2.6. Statistical Analysis

Due to non-normal data distribution, a Mann–Whitney U test was used to compare continuous independent factors including generator parameter values, GDS, and BFMDRS scores between groups. Spearman correlation coefficient was used for correlation analyses between generator life and generator pulses. Bonferroni correction was used to account for multiple comparisons. p < 0.05 was considered statistically significant. The statistical analyses were done using SPSS versions 24.0 (SPSS Inc., Chicago, IL, USA).

3. Results

3.1. Post-Operative 2014 Batch of 10 Patients’ Improvement (3 Months to 84 Months Post-DBS)
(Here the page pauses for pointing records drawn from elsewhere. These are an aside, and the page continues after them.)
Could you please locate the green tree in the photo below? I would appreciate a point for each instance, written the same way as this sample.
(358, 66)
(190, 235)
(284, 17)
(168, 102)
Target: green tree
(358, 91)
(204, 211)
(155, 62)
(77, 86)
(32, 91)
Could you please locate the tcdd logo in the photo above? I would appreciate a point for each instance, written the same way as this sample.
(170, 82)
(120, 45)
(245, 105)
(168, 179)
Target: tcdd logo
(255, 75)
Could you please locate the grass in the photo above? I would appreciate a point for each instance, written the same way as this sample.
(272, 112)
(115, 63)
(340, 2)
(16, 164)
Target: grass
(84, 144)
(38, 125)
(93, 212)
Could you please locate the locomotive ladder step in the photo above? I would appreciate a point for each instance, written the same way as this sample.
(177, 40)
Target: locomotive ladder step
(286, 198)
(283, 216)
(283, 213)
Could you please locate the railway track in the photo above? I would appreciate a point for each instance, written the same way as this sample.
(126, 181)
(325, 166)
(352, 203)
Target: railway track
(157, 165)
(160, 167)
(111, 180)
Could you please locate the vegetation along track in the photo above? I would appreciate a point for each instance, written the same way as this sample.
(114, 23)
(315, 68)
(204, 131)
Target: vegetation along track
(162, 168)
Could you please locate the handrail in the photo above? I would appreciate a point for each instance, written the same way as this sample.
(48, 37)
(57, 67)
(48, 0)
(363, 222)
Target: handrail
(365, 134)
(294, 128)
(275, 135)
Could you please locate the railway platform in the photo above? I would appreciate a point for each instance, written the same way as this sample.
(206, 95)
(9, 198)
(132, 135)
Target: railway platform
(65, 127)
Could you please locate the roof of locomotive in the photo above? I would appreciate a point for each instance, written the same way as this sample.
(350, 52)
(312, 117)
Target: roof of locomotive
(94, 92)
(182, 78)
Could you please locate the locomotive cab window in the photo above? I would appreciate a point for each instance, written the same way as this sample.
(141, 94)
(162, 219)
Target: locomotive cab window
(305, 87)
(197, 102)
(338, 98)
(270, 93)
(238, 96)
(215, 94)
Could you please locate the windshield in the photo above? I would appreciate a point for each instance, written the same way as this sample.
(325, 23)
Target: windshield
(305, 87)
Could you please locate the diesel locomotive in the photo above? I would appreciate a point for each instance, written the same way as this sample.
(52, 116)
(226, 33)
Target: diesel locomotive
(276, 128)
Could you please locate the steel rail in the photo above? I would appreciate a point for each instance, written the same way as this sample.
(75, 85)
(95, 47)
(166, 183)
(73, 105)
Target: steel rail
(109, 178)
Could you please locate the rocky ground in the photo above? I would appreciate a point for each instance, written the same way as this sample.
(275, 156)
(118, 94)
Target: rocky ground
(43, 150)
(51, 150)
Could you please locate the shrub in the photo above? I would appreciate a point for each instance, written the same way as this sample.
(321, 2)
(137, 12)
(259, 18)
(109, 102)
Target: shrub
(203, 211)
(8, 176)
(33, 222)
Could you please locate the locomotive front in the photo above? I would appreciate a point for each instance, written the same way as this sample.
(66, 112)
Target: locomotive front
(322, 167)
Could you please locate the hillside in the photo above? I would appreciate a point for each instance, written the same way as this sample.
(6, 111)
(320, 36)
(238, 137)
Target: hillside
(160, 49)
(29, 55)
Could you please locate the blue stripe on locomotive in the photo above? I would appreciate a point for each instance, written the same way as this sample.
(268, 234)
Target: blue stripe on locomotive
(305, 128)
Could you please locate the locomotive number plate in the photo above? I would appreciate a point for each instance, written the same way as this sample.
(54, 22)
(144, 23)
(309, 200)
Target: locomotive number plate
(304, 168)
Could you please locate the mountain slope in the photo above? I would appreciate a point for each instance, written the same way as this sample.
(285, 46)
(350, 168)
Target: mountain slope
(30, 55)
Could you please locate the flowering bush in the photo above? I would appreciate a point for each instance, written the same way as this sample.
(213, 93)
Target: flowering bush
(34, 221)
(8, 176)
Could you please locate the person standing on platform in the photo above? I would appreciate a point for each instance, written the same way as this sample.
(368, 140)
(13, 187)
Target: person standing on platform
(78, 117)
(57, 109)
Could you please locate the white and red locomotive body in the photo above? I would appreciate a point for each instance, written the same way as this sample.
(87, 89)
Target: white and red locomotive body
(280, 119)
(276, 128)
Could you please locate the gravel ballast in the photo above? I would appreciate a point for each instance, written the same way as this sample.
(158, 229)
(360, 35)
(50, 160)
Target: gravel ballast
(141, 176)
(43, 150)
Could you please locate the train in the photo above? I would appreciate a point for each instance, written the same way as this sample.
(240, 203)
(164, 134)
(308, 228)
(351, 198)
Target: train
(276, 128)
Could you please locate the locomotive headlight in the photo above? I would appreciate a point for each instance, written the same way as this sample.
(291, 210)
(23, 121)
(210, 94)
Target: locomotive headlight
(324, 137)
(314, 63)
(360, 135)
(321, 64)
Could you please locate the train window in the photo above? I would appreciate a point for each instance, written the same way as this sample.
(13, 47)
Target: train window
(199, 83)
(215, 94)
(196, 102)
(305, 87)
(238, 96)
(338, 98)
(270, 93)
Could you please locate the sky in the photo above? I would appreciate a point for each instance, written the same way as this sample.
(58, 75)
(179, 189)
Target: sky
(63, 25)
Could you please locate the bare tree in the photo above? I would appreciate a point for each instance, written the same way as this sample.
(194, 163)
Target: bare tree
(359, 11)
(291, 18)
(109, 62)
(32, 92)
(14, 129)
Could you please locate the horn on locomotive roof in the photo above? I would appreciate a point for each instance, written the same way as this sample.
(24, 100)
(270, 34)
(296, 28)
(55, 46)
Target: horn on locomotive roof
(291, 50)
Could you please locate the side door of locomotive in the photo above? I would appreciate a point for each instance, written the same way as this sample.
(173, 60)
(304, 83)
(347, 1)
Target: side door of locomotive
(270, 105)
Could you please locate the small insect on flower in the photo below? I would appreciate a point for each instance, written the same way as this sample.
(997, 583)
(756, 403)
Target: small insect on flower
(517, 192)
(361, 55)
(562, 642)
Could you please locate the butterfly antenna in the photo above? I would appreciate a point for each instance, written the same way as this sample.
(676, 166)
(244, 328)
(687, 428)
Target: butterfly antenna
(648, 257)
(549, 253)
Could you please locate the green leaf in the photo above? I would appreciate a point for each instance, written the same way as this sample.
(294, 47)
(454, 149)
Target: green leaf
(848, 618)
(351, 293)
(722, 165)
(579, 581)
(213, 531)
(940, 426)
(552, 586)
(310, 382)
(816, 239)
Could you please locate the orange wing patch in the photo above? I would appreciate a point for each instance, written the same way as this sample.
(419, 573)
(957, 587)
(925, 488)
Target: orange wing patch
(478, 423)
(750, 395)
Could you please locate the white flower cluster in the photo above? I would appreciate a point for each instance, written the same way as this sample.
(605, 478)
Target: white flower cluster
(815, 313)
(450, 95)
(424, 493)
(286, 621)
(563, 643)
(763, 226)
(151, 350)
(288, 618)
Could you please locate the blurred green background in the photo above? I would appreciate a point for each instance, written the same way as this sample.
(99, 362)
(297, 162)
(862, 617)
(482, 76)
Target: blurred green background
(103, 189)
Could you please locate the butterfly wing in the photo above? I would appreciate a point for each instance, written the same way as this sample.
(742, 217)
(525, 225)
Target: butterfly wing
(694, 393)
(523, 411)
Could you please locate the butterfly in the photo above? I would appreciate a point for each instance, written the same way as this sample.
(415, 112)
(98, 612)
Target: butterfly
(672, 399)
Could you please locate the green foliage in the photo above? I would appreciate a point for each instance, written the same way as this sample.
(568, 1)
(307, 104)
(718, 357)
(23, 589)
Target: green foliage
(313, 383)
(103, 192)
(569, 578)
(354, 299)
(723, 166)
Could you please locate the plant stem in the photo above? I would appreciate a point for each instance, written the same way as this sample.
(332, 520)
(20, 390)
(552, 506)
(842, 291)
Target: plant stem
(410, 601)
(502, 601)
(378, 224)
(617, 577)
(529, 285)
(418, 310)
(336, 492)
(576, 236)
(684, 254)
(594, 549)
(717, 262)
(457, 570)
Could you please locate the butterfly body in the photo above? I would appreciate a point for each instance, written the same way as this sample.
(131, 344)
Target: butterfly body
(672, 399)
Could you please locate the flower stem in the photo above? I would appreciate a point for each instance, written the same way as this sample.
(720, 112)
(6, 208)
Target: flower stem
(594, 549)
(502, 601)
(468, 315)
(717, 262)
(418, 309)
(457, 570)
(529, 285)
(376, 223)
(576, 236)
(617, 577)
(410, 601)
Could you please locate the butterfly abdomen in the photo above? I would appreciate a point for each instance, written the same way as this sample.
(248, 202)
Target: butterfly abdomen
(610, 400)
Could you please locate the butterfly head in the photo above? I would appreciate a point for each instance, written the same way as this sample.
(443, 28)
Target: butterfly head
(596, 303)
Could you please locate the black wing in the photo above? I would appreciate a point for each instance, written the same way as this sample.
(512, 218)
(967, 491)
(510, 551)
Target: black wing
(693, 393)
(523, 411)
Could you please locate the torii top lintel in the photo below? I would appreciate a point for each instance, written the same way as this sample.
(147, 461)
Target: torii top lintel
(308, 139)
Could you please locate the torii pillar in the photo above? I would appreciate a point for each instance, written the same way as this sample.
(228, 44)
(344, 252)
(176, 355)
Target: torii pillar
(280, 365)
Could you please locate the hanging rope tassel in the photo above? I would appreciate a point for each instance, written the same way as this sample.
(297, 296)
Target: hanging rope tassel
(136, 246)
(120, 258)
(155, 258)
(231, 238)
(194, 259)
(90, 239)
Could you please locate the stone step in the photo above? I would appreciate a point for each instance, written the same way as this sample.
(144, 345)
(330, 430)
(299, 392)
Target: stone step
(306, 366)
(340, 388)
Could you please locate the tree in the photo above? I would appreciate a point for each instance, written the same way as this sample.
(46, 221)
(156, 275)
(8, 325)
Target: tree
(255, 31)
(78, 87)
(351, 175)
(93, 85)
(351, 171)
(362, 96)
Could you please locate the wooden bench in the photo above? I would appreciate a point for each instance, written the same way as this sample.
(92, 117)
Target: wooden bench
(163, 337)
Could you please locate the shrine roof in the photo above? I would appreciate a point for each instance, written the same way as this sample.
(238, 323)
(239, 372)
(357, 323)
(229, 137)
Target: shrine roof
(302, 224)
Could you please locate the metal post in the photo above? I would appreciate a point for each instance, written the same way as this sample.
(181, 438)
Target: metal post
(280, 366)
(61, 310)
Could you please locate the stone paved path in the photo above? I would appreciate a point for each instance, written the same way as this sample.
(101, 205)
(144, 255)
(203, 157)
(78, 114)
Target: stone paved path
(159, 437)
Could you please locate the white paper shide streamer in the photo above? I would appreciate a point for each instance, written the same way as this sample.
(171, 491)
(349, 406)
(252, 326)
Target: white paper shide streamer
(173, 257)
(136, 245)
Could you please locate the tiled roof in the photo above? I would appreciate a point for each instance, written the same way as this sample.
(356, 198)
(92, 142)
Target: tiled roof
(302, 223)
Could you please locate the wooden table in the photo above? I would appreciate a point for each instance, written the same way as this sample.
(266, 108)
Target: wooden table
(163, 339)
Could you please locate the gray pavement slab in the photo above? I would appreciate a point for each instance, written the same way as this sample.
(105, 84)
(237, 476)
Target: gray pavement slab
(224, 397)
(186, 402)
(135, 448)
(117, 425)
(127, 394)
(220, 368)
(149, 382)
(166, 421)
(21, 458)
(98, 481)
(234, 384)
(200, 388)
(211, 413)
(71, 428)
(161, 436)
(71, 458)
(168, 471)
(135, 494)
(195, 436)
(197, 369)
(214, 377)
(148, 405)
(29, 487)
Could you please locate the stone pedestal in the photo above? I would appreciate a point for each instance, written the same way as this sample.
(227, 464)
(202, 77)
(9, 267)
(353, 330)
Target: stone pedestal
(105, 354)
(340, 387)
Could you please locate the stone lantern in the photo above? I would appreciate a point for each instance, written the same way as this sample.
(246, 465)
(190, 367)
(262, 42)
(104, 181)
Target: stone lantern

Post-operatively, we started the clinical evaluations systematically using GDS and BFMDRS scores for the first 10 patients who underwent DBS surgery in the year of 2014. Significant improvement was seen between the preoperative state and 84 months post-stimulation. The GDS p-value was 0.017 after 84 months post-DBS stimulation, which showed improvement of more than 86% for those patients, and the BFMDRS p-value was 0.022 after 84 months. Detailed GDS and BFMDRS scorings were calculated and described in Figure 3A,B. Full details of GDS and BFMDRS scoring are shown in Table 5.

3.2. Post-Operative 2015 Batch of 9 Patients’ Improvement (3 Months to 72 Months Post-DBS)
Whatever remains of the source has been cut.